Mourning is not easy to go through. But to avoid the pain of mourning is to be trapped in a fantasy you can never realize. Just like the gambler. Just like the lover. And, perhaps, just like you with your OCD.

*In obsessing about obsessing, the wishing ritual involves you imagining how much better life would be if you didn’t obsess.* Your marriage and your work performance would improve. You wouldn’t be so easily upset. You would enjoy life more and so on. These imagings may have some truth to them, but then again they may not. You may have unrecognized relationship difficulties that need attention above and beyond your obsessing. Maybe your boss is difficult and you wouldn’t be any more tolerant if your OCD was under control. Life would be better if your OCD was under control, but probably not as good as your fantasy.

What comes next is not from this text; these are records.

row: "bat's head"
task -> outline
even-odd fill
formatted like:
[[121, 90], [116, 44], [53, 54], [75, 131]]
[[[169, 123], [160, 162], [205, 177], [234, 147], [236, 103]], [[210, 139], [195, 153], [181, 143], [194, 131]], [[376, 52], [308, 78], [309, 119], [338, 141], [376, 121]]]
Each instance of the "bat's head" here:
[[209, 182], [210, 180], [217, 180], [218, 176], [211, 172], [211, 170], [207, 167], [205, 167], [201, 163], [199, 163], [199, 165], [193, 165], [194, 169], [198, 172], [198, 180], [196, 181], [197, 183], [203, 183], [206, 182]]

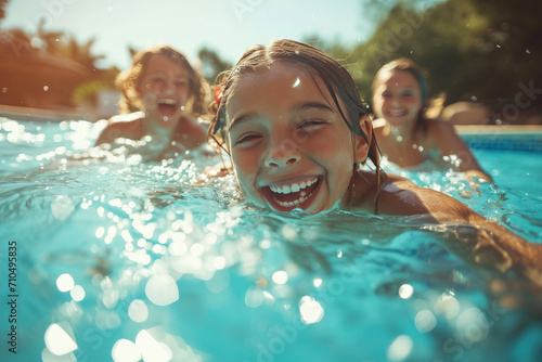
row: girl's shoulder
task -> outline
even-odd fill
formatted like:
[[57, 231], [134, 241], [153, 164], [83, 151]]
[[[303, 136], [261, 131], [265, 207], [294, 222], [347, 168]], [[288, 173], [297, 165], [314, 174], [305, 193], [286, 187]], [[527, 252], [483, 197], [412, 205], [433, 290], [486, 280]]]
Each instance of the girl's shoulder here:
[[111, 126], [111, 125], [117, 125], [117, 124], [122, 125], [122, 124], [137, 122], [137, 121], [141, 121], [144, 117], [145, 117], [145, 114], [141, 111], [121, 114], [121, 115], [115, 115], [108, 119], [108, 125]]
[[143, 117], [142, 112], [111, 117], [95, 144], [111, 143], [118, 138], [140, 139]]

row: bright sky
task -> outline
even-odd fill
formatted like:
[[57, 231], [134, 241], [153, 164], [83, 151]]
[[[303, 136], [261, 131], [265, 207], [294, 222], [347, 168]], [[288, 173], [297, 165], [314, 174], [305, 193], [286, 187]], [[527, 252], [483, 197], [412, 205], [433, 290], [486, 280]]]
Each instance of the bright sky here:
[[345, 44], [364, 42], [374, 24], [365, 0], [9, 0], [4, 29], [63, 30], [85, 43], [95, 38], [100, 66], [131, 64], [128, 46], [169, 44], [191, 61], [207, 46], [236, 63], [251, 44], [317, 35]]

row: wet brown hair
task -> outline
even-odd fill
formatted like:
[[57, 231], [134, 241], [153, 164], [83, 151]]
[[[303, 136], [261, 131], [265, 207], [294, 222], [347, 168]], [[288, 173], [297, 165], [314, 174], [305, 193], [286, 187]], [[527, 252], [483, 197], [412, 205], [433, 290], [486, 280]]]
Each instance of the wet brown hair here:
[[[369, 105], [363, 102], [356, 86], [352, 76], [337, 61], [322, 52], [321, 50], [293, 40], [275, 40], [270, 46], [254, 46], [249, 48], [228, 75], [224, 75], [222, 82], [217, 86], [222, 88], [222, 95], [219, 103], [215, 101], [209, 106], [212, 121], [208, 130], [209, 139], [214, 140], [218, 146], [229, 154], [227, 145], [227, 114], [225, 108], [238, 79], [248, 73], [255, 72], [261, 67], [269, 66], [273, 62], [291, 62], [295, 65], [301, 65], [309, 70], [312, 77], [320, 78], [337, 109], [339, 109], [343, 120], [350, 131], [361, 135], [369, 144], [369, 154], [377, 172], [375, 211], [377, 198], [386, 179], [386, 174], [379, 167], [379, 151], [376, 143], [373, 129], [371, 127], [371, 138], [365, 134], [360, 126], [359, 119], [363, 115], [369, 115]], [[340, 102], [344, 107], [340, 105]], [[346, 114], [343, 108], [346, 108]], [[371, 126], [371, 124], [370, 124]], [[354, 170], [357, 165], [353, 165]]]
[[157, 47], [137, 53], [133, 55], [132, 66], [117, 76], [115, 83], [121, 92], [121, 99], [118, 103], [119, 112], [126, 114], [144, 109], [138, 86], [153, 55], [166, 56], [189, 72], [190, 96], [188, 111], [194, 115], [202, 115], [205, 112], [205, 80], [183, 54], [170, 47]]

Having your OCD under control does not mean that the thought is gone. The reason for this is that any thought will become an obsession, if you want to know something about that thought (e.g., does this make me evil?) or if you want to be sure it won’t stay forever. After all, who wants to have an upsetting thought stuck in their mind forever? No one. But, the goal of treatment is learning to have the thought in your mind without caring about it. Note I said learning. If it were as simple as a decision, you would be cured after reading this article. Learning is a process that takes time.

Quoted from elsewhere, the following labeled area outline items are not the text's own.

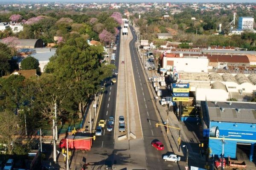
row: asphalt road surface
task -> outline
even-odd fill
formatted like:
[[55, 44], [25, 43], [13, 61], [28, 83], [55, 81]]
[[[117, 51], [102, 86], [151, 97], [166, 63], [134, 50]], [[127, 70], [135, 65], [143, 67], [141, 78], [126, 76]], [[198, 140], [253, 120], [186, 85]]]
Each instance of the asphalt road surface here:
[[[134, 75], [135, 80], [135, 85], [139, 108], [140, 114], [141, 125], [143, 131], [143, 138], [147, 165], [148, 170], [178, 170], [178, 164], [172, 162], [165, 162], [162, 157], [163, 154], [168, 152], [166, 148], [163, 151], [157, 150], [151, 145], [151, 142], [154, 139], [158, 139], [163, 142], [164, 146], [166, 143], [164, 141], [163, 135], [166, 135], [165, 131], [162, 132], [161, 128], [157, 128], [155, 124], [162, 124], [159, 121], [154, 108], [153, 105], [153, 100], [151, 98], [147, 82], [143, 74], [143, 68], [142, 68], [139, 57], [138, 56], [135, 47], [137, 36], [133, 31], [132, 27], [130, 26], [134, 37], [132, 41], [130, 43], [130, 50], [131, 55]], [[151, 85], [151, 84], [149, 85]]]

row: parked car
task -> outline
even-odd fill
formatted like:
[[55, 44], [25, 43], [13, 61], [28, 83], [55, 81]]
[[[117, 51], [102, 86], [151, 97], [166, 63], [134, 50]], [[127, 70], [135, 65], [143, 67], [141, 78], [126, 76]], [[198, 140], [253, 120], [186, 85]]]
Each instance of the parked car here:
[[108, 132], [112, 132], [113, 130], [113, 124], [112, 124], [113, 121], [111, 121], [108, 122], [107, 125], [107, 130]]
[[113, 83], [116, 83], [116, 79], [115, 78], [112, 79], [111, 82]]
[[119, 124], [119, 131], [124, 132], [125, 131], [125, 125], [124, 123]]
[[102, 136], [102, 127], [101, 126], [97, 126], [95, 132], [95, 135]]
[[158, 140], [152, 142], [151, 142], [151, 144], [152, 144], [152, 146], [155, 147], [158, 150], [162, 150], [164, 149], [163, 143]]
[[109, 116], [109, 117], [108, 118], [108, 121], [113, 121], [113, 124], [114, 122], [115, 121], [115, 118], [114, 118], [114, 116]]
[[168, 161], [177, 162], [180, 160], [180, 156], [177, 157], [176, 155], [170, 154], [169, 155], [165, 155], [163, 157], [163, 159], [164, 160], [164, 161]]
[[105, 124], [106, 124], [106, 120], [105, 119], [100, 119], [99, 122], [99, 126], [101, 126], [102, 128], [105, 127]]
[[123, 116], [119, 116], [119, 123], [124, 123], [125, 122], [125, 117]]
[[14, 160], [13, 159], [9, 159], [6, 163], [3, 170], [12, 170], [13, 168]]

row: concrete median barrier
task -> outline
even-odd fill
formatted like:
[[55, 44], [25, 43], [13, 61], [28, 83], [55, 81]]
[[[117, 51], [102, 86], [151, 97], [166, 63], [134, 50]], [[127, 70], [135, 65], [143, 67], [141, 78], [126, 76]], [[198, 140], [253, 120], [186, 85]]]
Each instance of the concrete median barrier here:
[[136, 139], [136, 136], [131, 132], [130, 132], [130, 136], [131, 136], [134, 139]]
[[117, 137], [117, 140], [118, 141], [122, 141], [123, 140], [126, 139], [127, 139], [127, 136], [126, 136], [126, 135], [122, 135], [122, 136], [118, 136]]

Imagine that you have lost a loved one and that it is three weeks later. You are back at work. Will thoughts of your loss pop into your mind? Yes. Will these thoughts be upsetting and interfere with your concentration? Yes. If this happened in a movie theater, would this interfere with enjoying the movie? Yes, but your enjoyment wouldn’t necessarily be zero. Would the thought stay for the entire movie? Maybe, Would you call thinking about this death only three weeks later an obsession? No. The difference isn’t that the death is real, but that you don’t say to yourself I must not think about my loss.

Imagine having a headache. It hurts and it interferes with functioning and enjoying life. However, most of you can function with a headache. While you are suffering from one, you enjoyment of life is interfered with, but it isn’t zero. Sometimes while you are suffering from the headache, you may even have some time in which you don’t notice it.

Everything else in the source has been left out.